Rowers in the US are divided into three basic classifications when competing, Age, Skill, and Weight. The following has been taken from the USRowing Website, a link of which can be found in this post.

Since a competitor’s classification by skill shall not be determined separately with respect to weight classifications, it is best to view rowers classifications in the order of Age, Skill and then Weight.

Age Classification

Junior: A Junior is a competitor who in the current calendar year does not attain the age of 19, or who is and has been continuously enrolled in secondary school as a full time student seeking a diploma. A competitor thus ceases to be a Junior after December 31 of the year of his or her 18th birthday, or of the year in which he or she completes the 12th grade of secondary school, having been a full time student, whichever is later.

When Can I Start

Masters: A Master is a competitor who has attained or will attain the age of 21 during the current calendar year. A competitor’s age is determined as of December 31 of the current calendar year, rounded down to the highest contained integer. A competitor thus becomes a Master on January 1 of the year of his or her 21st birthday. A Masters crew shall be comprised exclusively of Masters rowers, but the coxswain need not be a Master.

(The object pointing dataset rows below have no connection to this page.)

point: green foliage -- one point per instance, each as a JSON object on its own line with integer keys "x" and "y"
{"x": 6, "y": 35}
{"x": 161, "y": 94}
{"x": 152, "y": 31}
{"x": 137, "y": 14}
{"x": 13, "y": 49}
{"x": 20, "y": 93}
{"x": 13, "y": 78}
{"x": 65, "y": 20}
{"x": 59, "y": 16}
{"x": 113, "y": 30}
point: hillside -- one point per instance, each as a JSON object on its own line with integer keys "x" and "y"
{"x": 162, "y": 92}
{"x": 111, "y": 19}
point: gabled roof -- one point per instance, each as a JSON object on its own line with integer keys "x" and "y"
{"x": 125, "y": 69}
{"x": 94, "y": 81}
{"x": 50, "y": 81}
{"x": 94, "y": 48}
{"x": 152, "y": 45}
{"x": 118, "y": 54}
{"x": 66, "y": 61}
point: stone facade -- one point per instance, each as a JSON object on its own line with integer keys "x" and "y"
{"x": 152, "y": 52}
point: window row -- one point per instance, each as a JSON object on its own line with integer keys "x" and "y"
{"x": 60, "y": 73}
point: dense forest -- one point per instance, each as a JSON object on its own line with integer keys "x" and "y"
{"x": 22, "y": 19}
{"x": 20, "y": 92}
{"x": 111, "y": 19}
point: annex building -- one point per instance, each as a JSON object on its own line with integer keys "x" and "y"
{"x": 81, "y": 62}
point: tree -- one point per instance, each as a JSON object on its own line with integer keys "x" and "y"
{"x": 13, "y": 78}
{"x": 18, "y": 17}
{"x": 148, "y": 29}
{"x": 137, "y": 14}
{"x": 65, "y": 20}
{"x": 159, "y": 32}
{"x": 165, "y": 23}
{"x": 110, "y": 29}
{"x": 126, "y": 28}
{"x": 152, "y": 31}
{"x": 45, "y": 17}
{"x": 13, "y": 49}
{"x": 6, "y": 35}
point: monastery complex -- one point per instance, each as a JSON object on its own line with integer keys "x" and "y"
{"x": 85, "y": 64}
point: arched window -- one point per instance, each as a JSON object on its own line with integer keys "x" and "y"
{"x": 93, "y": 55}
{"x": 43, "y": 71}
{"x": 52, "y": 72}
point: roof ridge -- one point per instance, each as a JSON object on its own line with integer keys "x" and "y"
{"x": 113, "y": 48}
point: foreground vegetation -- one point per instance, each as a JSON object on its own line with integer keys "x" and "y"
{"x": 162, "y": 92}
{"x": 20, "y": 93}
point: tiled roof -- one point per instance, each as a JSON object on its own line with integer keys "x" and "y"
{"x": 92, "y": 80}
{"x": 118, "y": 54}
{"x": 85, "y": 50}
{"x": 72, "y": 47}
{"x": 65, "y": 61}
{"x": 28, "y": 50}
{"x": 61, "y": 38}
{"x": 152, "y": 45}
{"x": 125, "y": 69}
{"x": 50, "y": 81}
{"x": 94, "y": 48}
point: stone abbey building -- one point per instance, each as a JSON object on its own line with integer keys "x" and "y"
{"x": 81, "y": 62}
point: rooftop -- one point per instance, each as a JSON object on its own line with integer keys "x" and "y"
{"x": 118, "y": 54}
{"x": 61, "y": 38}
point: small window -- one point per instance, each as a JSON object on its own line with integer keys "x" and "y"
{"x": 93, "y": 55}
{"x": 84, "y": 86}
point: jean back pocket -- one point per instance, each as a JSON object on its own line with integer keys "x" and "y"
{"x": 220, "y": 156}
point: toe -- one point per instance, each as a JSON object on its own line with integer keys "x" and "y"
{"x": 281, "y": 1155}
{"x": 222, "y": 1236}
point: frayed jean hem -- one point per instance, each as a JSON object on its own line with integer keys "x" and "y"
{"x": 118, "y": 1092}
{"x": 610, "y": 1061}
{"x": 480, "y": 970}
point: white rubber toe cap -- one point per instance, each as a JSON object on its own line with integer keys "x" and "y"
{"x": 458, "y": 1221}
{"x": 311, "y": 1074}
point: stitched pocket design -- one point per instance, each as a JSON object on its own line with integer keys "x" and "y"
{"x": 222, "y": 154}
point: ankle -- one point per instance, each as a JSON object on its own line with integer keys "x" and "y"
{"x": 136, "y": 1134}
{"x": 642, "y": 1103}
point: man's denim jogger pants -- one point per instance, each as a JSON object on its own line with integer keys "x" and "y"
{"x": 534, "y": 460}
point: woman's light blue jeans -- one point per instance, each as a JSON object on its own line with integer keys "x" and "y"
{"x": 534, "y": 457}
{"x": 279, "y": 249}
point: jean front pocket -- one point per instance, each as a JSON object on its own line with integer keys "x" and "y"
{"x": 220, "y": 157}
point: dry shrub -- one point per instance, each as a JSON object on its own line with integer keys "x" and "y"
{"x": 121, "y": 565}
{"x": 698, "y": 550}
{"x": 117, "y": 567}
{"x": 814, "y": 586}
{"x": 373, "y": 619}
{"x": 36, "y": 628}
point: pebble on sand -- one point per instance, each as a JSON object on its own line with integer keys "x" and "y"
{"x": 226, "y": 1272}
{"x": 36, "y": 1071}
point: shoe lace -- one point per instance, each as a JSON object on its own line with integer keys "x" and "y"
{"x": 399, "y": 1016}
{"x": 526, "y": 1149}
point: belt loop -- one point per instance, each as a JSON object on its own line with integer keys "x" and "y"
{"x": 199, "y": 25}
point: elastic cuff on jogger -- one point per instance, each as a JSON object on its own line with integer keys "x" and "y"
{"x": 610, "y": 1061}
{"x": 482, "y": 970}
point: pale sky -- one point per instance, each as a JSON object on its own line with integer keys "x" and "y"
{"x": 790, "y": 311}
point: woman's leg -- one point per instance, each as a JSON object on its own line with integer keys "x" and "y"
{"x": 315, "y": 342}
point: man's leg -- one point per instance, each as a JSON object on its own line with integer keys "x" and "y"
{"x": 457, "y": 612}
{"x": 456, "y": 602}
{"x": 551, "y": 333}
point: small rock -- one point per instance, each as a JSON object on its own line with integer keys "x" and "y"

The age category of a Masters crew shall be determined by the average age of the rowers in the crew, rounded to the nearest integer. The age of a coxswain shall not be counted. The ages of individual rowers need not fall within the age category, so long as each rower is a Master and so long as the average age of the crew falls within the applicable category.

Master Age Classification Table

Skill Classifications

Rule 4-105 from the USRowing Rules of Rowing 

(a) A competitor’s classification by skill shall be determined separately with respect to sweep events and sculling events. Except for the provisions of subsection (b)(2) below (Elite status affecting scull or sweep status), a competitor’s classification in one category shall not affect his or her classification in the other. A competitor’s classification by skill shall not be determined separately with respect to open events and lightweight events, and thus a competitor’s status as Elite, Senior or Intermediate is applicable regardless of weight class.

(b) Competitors shall be classified according to skill by the following criteria:

  • (1) Intermediate: A competitor is an Intermediate who has not advanced to the status of Senior or Elite.
  • (2) Senior: A competitor is a Senior who has won any intermediate or senior event over 2,000 meters at the USRowing National Championships or at the Royal Canadian Henley Regatta, and who has not advanced to the status of Elite. A competitor who is an Elite as a sweep rower shall be advanced to Senior for all sculling events, and a competitor who is an Elite as a scull rower shall be advanced to Senior for all sweep events.
  • (3) Elite: A competitor is an Elite who has been a member of a USRowing National Team as a competitor (including as a spare) in the category at issue, other than in a Junior or Masters event.

(c) All trials events to select the National Team, except those for Junior or Masters events, shall be classified as Elite events.

(d) Junior or Masters races do not affect a competitor’s classification by skill under this Rule.

(e) All changes in classification by skill shall take effect on January 1 following the year of competition.

(f) Any other provision of these rules notwithstanding, a competitor who is not an amateur shall be deemed an Elite for all events, whether sweep or sculling, open or lightweight.

Weight Classifications

An athlete of any weight can enter the open categories, although the average woman in an open race will approach 6′ in height and an average open weight man 6’6″.